Perception is Reality. On the construction of Reality and Virtual Worlds.
7 October 2017 - 7 January 2018
Frankfurter Kunstverein, Frankfurt am Main, DE
“The Garden Room” is an installation by Hans Op de Beeck (*1969) especially produced for the exhibition – an immersive space that transports the viewer into a fictive parallel world by entirely analogue means. Op de Beeck produces a room in a room, a lifelike world crafted in monochrome grey. An artificial water basin, plants, divans, and figures are all on view. The basin defines the space; its water has frozen into a glassy, black, reflective surface. The objects and figures in the installation are true-to-life reconstructions, precise reproductions of real existing things and life forms. Yet immobile, everything living seems frozen and lifeless, everything opaque and grey. The light here casts no shadows. The room’s grey recalls the graphite of a pencil: the draughtsman’s tool for spellbinding reality to a piece of paper.
Op de Beeck transports the viewer into a virtual reality, a parallel world. His environments, however, are hardly reconstructions of reality, but rather representations of interior associative worlds, where the visitors move around the frozen figures. One could speak of an animated still life, an image where work and viewer become one, occupying the same unit of time for the duration of the encounter. The artist devitalizes both image and figure. They are colourless shells frozen in a seemingly lively movement. Mirrored walls expand the real space into a constructed infinity. With everything else poised in sculptural rigidity, it is only the viewer who navigates this “hortus conclusus” as if through a condensed space of memory.
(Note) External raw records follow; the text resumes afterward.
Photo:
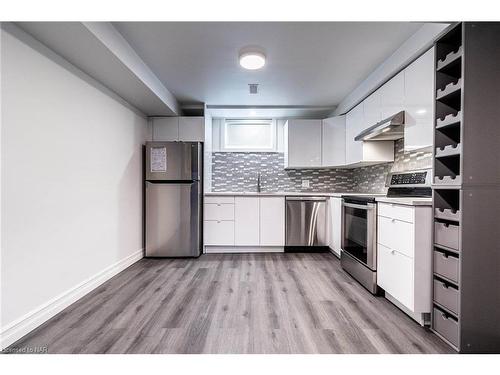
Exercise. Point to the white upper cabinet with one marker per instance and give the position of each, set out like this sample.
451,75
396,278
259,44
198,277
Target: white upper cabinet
165,129
372,109
302,143
333,142
354,125
192,129
185,129
419,102
392,96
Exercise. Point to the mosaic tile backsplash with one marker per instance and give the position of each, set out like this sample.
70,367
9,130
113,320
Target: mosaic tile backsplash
237,171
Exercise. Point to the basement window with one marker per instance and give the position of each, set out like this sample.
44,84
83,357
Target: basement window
248,135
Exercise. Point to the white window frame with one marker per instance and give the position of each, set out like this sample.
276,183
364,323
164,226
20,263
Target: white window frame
226,121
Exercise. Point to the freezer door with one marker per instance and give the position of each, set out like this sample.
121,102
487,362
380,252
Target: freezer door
173,220
173,161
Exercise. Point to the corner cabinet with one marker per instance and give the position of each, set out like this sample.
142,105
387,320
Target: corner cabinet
302,143
183,129
240,224
333,142
419,102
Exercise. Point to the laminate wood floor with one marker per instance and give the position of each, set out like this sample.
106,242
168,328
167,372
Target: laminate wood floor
233,303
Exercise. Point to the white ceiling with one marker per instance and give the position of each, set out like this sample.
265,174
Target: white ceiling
308,64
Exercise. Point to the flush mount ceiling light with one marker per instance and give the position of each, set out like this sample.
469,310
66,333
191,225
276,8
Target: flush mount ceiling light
252,58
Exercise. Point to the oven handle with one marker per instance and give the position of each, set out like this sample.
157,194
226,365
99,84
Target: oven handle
367,207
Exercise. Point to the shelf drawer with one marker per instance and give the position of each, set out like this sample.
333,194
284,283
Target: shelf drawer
445,325
447,214
218,211
396,235
446,265
218,233
446,235
219,199
397,212
446,295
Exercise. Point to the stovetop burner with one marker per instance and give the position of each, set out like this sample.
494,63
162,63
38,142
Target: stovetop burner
359,199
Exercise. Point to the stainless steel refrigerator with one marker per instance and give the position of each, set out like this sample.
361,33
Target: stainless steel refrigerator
173,199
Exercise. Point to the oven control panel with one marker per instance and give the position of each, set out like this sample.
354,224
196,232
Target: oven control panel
408,178
413,178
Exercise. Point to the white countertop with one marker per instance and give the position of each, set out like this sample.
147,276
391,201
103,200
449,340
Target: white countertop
408,201
284,193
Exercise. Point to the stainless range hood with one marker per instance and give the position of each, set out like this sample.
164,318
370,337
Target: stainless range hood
390,129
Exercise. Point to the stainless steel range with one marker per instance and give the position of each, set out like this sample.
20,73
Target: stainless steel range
359,224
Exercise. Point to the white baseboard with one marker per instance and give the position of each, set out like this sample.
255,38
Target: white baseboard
20,327
243,249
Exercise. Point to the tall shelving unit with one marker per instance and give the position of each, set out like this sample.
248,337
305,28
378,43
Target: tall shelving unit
466,188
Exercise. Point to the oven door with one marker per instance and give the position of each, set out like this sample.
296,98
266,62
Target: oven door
359,232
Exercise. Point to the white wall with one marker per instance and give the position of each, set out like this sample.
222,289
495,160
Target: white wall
71,184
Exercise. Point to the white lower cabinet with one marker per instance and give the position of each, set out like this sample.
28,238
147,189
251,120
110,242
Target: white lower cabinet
395,275
404,256
272,221
335,224
218,232
241,223
246,221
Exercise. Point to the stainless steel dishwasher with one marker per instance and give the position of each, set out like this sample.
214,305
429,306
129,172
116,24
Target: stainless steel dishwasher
306,223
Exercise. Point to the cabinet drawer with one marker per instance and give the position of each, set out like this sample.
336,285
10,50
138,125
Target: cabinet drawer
397,212
446,295
218,233
445,325
395,275
396,235
446,235
219,199
446,265
218,211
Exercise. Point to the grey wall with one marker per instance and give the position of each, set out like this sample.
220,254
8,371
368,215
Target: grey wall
237,171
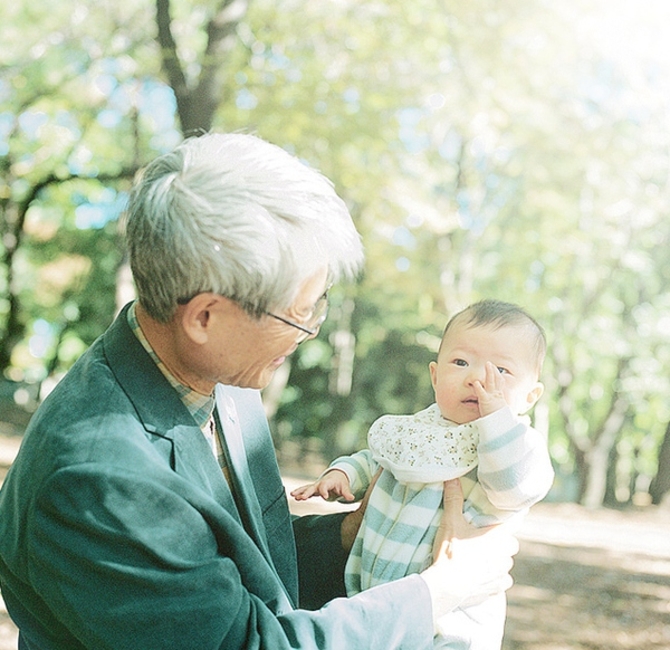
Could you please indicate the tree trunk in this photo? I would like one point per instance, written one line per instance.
(197, 100)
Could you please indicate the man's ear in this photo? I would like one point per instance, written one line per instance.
(197, 315)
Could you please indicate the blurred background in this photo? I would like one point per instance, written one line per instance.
(517, 149)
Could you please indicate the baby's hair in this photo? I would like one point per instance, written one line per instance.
(498, 313)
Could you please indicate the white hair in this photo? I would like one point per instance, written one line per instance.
(235, 215)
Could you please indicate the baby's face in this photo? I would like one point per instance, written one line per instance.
(462, 361)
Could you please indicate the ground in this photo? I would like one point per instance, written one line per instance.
(584, 579)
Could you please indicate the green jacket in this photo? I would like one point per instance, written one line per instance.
(119, 531)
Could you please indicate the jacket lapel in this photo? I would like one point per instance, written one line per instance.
(240, 474)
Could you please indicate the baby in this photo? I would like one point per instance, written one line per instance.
(485, 379)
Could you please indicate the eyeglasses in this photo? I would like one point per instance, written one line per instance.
(311, 327)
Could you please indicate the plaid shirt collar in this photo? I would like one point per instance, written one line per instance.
(199, 406)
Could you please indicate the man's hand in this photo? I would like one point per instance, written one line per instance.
(490, 395)
(352, 522)
(471, 563)
(334, 484)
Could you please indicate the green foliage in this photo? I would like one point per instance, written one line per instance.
(511, 148)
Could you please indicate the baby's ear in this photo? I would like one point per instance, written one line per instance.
(433, 373)
(533, 395)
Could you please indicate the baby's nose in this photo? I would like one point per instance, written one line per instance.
(476, 372)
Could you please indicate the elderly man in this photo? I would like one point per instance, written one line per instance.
(145, 509)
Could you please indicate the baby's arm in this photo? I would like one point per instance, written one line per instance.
(514, 467)
(334, 484)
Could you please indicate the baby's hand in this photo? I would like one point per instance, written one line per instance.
(490, 394)
(332, 485)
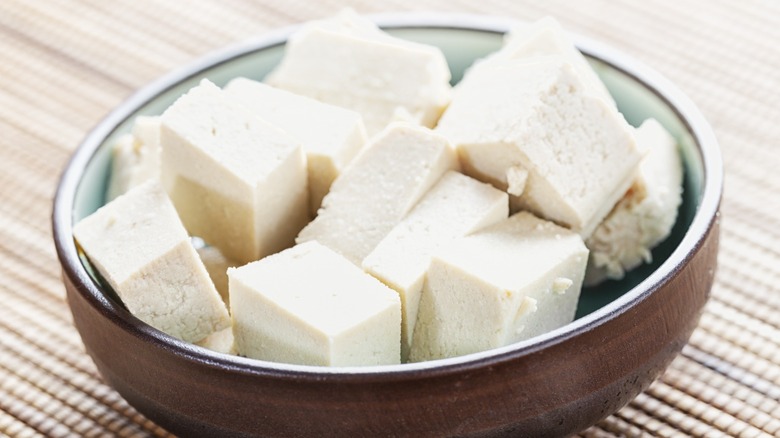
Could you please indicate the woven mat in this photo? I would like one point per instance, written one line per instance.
(66, 64)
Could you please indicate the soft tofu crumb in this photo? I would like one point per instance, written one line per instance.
(536, 114)
(646, 214)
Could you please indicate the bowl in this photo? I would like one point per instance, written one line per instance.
(626, 332)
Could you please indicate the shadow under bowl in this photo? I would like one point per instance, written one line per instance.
(626, 332)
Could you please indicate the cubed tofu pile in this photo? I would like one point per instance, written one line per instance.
(355, 209)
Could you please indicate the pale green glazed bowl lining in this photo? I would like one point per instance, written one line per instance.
(461, 47)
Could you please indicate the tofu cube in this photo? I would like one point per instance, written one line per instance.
(329, 135)
(531, 127)
(140, 247)
(457, 205)
(216, 265)
(509, 282)
(546, 37)
(136, 157)
(378, 189)
(221, 341)
(237, 182)
(349, 62)
(646, 214)
(308, 305)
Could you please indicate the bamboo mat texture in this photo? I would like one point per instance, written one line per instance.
(66, 64)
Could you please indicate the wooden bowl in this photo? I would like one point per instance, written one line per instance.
(624, 336)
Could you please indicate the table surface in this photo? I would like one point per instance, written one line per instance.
(65, 64)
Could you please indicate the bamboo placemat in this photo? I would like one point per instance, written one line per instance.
(65, 64)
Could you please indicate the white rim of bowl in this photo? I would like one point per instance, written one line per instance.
(684, 108)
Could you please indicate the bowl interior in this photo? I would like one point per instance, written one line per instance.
(461, 47)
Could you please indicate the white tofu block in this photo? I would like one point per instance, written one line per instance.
(140, 247)
(646, 214)
(546, 37)
(349, 62)
(329, 135)
(457, 205)
(509, 282)
(530, 127)
(136, 157)
(237, 182)
(378, 189)
(221, 341)
(308, 305)
(216, 265)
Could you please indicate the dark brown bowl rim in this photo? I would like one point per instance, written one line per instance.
(686, 110)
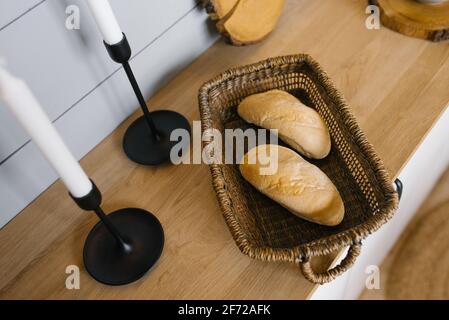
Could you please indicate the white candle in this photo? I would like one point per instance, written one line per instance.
(106, 21)
(22, 103)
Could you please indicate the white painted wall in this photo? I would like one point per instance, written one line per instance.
(418, 176)
(83, 91)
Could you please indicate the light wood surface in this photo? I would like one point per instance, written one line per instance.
(415, 19)
(397, 87)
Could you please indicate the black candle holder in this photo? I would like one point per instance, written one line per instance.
(147, 140)
(123, 245)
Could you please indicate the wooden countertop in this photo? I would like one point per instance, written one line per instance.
(397, 87)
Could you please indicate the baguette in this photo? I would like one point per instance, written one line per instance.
(297, 185)
(299, 126)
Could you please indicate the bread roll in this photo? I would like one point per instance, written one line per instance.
(297, 185)
(299, 126)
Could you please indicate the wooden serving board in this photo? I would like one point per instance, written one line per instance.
(426, 21)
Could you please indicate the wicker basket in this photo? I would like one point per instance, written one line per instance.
(263, 229)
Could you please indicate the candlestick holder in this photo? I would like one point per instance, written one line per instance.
(123, 245)
(147, 140)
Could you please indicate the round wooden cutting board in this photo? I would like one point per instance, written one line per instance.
(426, 21)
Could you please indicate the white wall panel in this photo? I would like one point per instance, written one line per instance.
(80, 87)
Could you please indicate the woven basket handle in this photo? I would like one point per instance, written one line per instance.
(331, 274)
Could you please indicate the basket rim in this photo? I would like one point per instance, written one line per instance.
(326, 244)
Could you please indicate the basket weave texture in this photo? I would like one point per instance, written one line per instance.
(263, 229)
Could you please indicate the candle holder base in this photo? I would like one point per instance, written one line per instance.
(110, 263)
(140, 145)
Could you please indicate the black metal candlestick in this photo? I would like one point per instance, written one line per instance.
(123, 245)
(147, 140)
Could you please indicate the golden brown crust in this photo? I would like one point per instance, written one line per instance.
(297, 185)
(299, 126)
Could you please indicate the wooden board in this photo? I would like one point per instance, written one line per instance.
(426, 21)
(396, 86)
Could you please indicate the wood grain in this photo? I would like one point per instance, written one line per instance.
(426, 21)
(397, 87)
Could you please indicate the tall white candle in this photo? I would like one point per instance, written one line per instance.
(22, 103)
(106, 21)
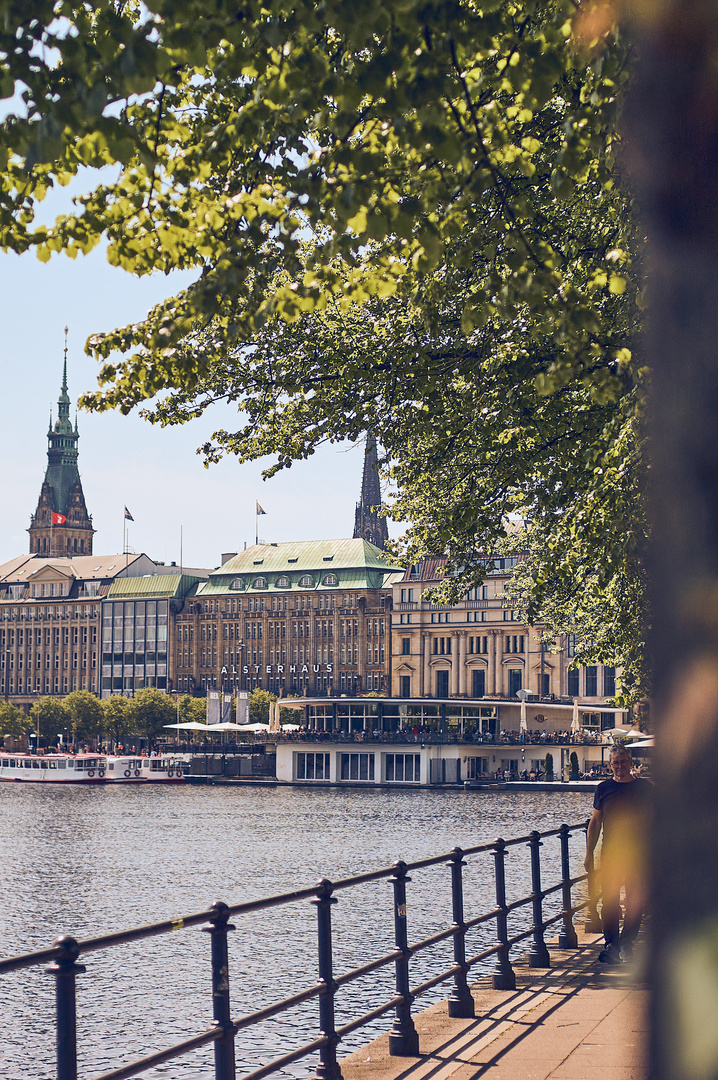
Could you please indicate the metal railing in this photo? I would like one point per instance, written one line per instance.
(63, 957)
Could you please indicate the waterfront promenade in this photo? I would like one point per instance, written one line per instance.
(576, 1021)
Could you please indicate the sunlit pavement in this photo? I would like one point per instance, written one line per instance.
(577, 1021)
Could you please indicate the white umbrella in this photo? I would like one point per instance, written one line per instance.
(190, 726)
(274, 716)
(612, 733)
(523, 694)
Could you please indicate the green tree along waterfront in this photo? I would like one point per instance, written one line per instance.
(411, 224)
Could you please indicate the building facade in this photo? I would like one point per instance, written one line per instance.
(311, 617)
(50, 621)
(479, 648)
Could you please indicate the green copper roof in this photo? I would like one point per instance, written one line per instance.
(355, 564)
(156, 584)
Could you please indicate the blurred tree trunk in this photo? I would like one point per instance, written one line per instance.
(673, 144)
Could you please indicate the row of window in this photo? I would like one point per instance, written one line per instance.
(396, 767)
(39, 613)
(45, 685)
(48, 635)
(307, 581)
(591, 682)
(35, 660)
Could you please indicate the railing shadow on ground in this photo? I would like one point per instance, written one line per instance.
(63, 959)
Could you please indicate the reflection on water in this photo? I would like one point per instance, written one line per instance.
(89, 860)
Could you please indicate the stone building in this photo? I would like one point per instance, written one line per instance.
(479, 648)
(309, 617)
(61, 524)
(50, 621)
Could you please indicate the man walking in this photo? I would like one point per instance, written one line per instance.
(622, 809)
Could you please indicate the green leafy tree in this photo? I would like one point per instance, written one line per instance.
(259, 702)
(13, 720)
(85, 715)
(49, 716)
(149, 711)
(434, 243)
(116, 717)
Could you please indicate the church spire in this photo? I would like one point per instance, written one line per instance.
(61, 524)
(368, 525)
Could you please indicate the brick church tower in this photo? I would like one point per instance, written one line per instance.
(62, 525)
(367, 523)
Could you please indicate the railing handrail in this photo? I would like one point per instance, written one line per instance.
(403, 1039)
(197, 918)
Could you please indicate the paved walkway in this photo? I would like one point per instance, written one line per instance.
(578, 1021)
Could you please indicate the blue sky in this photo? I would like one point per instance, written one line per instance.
(124, 460)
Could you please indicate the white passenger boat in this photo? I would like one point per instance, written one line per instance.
(164, 768)
(126, 770)
(53, 768)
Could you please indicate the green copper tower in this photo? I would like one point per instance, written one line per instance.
(61, 525)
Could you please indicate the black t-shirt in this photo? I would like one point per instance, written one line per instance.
(624, 807)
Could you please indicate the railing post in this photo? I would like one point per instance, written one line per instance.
(327, 1069)
(225, 1068)
(403, 1038)
(538, 953)
(567, 939)
(461, 1002)
(503, 973)
(65, 969)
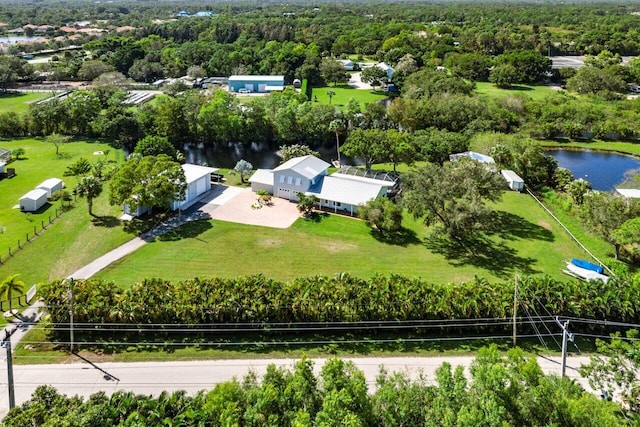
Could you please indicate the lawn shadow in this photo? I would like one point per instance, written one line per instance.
(510, 226)
(403, 237)
(106, 221)
(518, 87)
(480, 252)
(189, 230)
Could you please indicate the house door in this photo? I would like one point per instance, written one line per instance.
(284, 193)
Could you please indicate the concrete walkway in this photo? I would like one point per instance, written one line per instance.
(202, 209)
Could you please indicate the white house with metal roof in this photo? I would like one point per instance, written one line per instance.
(260, 84)
(341, 192)
(308, 175)
(297, 175)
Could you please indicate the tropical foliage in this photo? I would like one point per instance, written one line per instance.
(343, 298)
(501, 390)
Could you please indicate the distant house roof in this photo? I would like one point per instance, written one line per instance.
(307, 166)
(262, 176)
(193, 173)
(347, 189)
(257, 78)
(631, 193)
(509, 174)
(36, 194)
(50, 183)
(482, 158)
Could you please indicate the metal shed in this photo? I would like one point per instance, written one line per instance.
(33, 200)
(259, 84)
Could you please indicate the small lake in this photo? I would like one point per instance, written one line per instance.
(603, 170)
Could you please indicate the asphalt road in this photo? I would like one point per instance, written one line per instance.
(150, 378)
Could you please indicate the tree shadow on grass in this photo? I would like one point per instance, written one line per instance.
(189, 230)
(403, 237)
(106, 221)
(509, 226)
(481, 252)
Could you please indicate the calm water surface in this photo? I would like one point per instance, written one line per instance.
(603, 170)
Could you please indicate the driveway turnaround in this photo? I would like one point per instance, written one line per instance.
(151, 378)
(245, 209)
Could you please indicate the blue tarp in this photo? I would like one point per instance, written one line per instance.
(587, 265)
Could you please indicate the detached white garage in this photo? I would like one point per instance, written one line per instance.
(33, 200)
(198, 182)
(51, 185)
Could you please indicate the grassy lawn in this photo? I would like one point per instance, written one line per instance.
(19, 101)
(526, 240)
(75, 238)
(533, 91)
(343, 93)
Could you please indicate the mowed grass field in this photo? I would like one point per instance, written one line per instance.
(75, 238)
(533, 91)
(525, 240)
(19, 101)
(343, 93)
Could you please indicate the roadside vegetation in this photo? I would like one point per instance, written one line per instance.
(512, 386)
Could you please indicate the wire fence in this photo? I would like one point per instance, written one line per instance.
(29, 236)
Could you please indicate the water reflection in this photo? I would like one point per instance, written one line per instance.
(603, 170)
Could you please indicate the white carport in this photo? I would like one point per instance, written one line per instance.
(33, 200)
(513, 179)
(51, 185)
(198, 182)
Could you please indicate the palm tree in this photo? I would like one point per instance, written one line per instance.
(338, 127)
(10, 285)
(330, 94)
(89, 187)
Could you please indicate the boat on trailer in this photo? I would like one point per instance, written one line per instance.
(584, 273)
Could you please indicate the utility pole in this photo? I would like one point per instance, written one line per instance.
(71, 315)
(7, 345)
(566, 336)
(515, 307)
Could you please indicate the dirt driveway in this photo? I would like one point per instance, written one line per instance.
(239, 209)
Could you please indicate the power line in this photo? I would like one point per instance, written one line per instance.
(273, 343)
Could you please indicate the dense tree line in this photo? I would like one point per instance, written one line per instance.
(501, 390)
(292, 39)
(343, 298)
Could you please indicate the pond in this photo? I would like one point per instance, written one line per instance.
(603, 170)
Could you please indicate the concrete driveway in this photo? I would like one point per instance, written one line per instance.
(242, 209)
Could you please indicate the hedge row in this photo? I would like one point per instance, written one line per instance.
(334, 299)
The artist brings to life an artificial, immersive space all without the use of VR technology. The objects are three-dimensional still lifes whose motifs are both the absence of time and the way it stands still. The viewer impinges on this world and breaks the illusion through their reflections in the mirrors. In this artificial illusion, the viewer’s physical body encounters the frozen materiality of the sculptures. Life and timelessness confront each other in a three-dimensional backdrop for memories and dreams. Op de Beeck’s sculptures and installations are landscapes you can enter, artificial backdrops for an encounter where the viewer moves as though in a timeless photograph or drawing.